TIGHAR has completed its contract with the U.S. Government Bureau of Land Management (BLM) to conduct an archaeological survey of the site of the 1948 crash of the Northrop YB-49 Flying Wing that killed Capt. Glen W. Edwards, for whom Edwards Air Force Base is named. 2002’s Introductory Course in Aviation Archæology and Historic Preservation and the Training Expedition focused on that site.
 

Saturday, October 5 through Wednesday, October 9, 2002

Aviation Archæology Course: Marriot Courtyard Hotel, Palmdale, CA

Field School: YB-49 crash site, Boron, CA

Richard Gillespie, Executive Director, TIGHAR
Roger Kelley, Senior Field Researcher
Special Guest Lecturer, Garry Pape, author of Northrop Flying Wings (Schiffer Publishing, 1995).

Everyone who completed the Course and Field School received the “C” and “E” certifications to their TIGHAR member number. These certifications are prerequisites for any TIGHAR member wishing to be considered for the Niku V expedition team. Participants were:

Amanda Dunham, 2418CE Jerry Kobbeman, 0474CE Don Mayborn, 1372CE
Jon Overholt, 2457 CE Valerie Salven, 2543 CE Karin Sinniger, 2485CE
  Michael Zuschlag, 2386CE  

We worked and camped for two days and two nights in the high desert. It was very hot during the day and quite chilly at night. Meals were delicious MREs (military Meal, Ready to Eat). There was no need to hike to the camp site but the survey work involved considerable exploration for scattered aircraft components (the aircraft broke up in flight). We shared the desert with its customary residents, including rattlesnakes and scorpions, but everyone worked well and safely and a good time was had by all.
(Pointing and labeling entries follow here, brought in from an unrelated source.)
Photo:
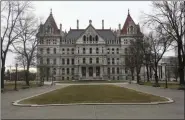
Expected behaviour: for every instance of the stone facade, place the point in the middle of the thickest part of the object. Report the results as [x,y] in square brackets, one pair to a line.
[84,54]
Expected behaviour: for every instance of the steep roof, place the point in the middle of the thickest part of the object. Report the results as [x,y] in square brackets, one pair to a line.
[51,21]
[127,21]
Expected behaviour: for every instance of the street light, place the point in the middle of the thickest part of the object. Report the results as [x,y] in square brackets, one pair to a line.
[166,85]
[16,65]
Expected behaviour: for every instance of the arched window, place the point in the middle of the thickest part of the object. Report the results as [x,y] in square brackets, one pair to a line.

Glen EdwardsUnlike previous TIGHAR field schools, the YB-49 crash site does not feature big recognizable chunks of airplane. Most of the wreckage was cleaned up right after the crash. What remains is a rather large depression littered with hunks of melted aluminum marking the main impact point, and a still-unknown number of outlying sites where various major components came to earth. Preliminary metal detector investigations suggest an abundance of buried components. Surprisingly, given the importance of the crash, the entire site was apparently never mapped nor were all of the remains of the five men aboard accounted for. After 54 years many questions remain about this historic crash. Perhaps we'll be able to answer some of them. (At right: Glen Edwards, who lost his life in the crash.)
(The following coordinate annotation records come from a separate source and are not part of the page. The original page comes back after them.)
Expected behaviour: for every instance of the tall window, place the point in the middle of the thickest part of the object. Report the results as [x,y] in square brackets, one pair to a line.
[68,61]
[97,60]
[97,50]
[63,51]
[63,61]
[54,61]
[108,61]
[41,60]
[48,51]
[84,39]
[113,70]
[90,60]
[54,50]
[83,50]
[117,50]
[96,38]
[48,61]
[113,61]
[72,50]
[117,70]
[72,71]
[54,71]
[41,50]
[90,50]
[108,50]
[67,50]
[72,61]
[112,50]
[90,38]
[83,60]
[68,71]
Today’s B-2 marks the resurgence of a visionary design concept that might have dictated the shape of all large aircraft had things gone a little differently in the late 1940s. The jet-powered YB-49 was the culmination of that first abortive generation of tailless aircraft and, just as the loss of the Hindenburg signaled the end of the rigid airship, so the crash that we investigated heralded the disappearance, for many years, of the “flying wing.” What we did in October was an archæological examination of the grave of the B-2’s Granddaddy.